West Dundee trying to settle church parsonage dispute
After years of a stalemate between West Dundee and First United Methodist Church that involves the church's historic, but decaying parsonage, the ice appears to be melting between the parties.
West Dundee is ready to withdraw an emergency motion against the church that involves its parsonage, if church leaders promise to fix the roof.
"We're giving them a couple of days to confer with their client and respond back to us," Village Manager Joe Cavallaro said Tuesday.
In the original motion, the village wanted the church to repair or replace the historic parsonage's roof, masonry, wood siding and parts of the roof that are water damaged. The goal is to keep water out of the building while the village's larger case — alleging 14 code violations — against the church goes through the courts.
Last week, the church had a roofer do some temporary work, but the roofer wasn't sure that would be enough to help the situation.

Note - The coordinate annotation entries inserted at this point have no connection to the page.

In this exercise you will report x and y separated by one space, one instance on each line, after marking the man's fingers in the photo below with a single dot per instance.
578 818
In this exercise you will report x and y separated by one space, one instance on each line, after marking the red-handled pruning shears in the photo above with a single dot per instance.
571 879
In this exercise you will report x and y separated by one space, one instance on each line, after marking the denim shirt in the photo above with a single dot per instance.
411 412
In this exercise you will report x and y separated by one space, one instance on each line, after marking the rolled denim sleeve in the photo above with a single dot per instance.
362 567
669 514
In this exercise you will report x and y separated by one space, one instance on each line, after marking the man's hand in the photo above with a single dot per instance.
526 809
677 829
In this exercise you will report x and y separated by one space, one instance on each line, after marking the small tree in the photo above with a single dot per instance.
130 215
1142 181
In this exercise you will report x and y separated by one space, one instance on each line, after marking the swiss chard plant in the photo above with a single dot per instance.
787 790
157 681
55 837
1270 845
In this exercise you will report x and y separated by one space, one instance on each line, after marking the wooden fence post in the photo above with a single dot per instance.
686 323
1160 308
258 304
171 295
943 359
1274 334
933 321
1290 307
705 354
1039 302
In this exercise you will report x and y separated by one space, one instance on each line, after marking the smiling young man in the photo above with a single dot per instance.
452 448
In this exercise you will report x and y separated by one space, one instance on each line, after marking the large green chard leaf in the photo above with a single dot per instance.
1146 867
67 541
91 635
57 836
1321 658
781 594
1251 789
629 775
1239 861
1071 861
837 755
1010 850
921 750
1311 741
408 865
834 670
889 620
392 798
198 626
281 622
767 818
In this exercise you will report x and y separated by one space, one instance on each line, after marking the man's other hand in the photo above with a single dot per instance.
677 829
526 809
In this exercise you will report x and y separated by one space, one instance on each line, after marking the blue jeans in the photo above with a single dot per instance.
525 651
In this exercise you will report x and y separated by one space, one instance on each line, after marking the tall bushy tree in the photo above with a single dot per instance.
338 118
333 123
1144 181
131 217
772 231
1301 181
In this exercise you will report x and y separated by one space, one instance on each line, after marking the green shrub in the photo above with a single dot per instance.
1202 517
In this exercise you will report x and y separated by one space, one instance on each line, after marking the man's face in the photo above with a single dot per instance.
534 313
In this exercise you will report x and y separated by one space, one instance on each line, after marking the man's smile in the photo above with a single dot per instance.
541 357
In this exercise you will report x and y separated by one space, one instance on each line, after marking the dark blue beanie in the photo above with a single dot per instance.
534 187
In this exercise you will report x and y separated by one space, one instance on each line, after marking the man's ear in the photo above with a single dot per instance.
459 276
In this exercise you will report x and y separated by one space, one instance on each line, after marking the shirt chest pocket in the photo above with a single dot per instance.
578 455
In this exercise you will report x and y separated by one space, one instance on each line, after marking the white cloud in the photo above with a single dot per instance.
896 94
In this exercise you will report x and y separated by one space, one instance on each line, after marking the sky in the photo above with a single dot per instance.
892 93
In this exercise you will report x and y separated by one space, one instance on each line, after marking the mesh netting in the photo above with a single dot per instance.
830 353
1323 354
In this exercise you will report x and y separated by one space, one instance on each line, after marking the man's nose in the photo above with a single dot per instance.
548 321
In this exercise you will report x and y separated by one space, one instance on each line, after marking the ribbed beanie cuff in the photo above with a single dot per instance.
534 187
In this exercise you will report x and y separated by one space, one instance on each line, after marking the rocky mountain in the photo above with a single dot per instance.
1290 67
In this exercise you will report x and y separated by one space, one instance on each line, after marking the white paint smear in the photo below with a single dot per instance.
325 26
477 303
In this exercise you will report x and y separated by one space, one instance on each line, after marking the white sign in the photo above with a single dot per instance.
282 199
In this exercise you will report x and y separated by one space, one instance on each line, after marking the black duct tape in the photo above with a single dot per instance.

The village found a roofer who agreed to fix the major roofing issues for $5,000, Cavallaro said. Thomas Sullivan, attorney for the church, is expected to get back to the village by the end of this week on whether the church will complete temporary fixes with its roofer or hire the village's recommended roofer.
If both parties reach a compromise, West Dundee would withdraw its emergency order against the church but continue to proceed with its larger court case against the church.
The parsonage, at 310 Main St., dates back to 1849 and is one of the oldest homes in the village. It's listed on the National Register of Historic Places for its architectural and historic significance. The parsonage was built by Alfred Edwards, who sold it in 1850 and bought it 20 years later for his daughter, Ella, and her husband. The church bought the house in 1954 and used it as a parsonage until 2004.
While the village wants to keep the parsonage around and preserve its history, church leaders would rather raze the parsonage and turn the property it sits on into a parking lot.
But because the parsonage is in a historic district, the village board has final say over what happens to it. And the board has already thwarted the church's attempt to demolish it.
Village leaders have openly accused the church of deliberately dragging its feet and letting the parsonage continue to deteriorate until there's no choice but to demolish it.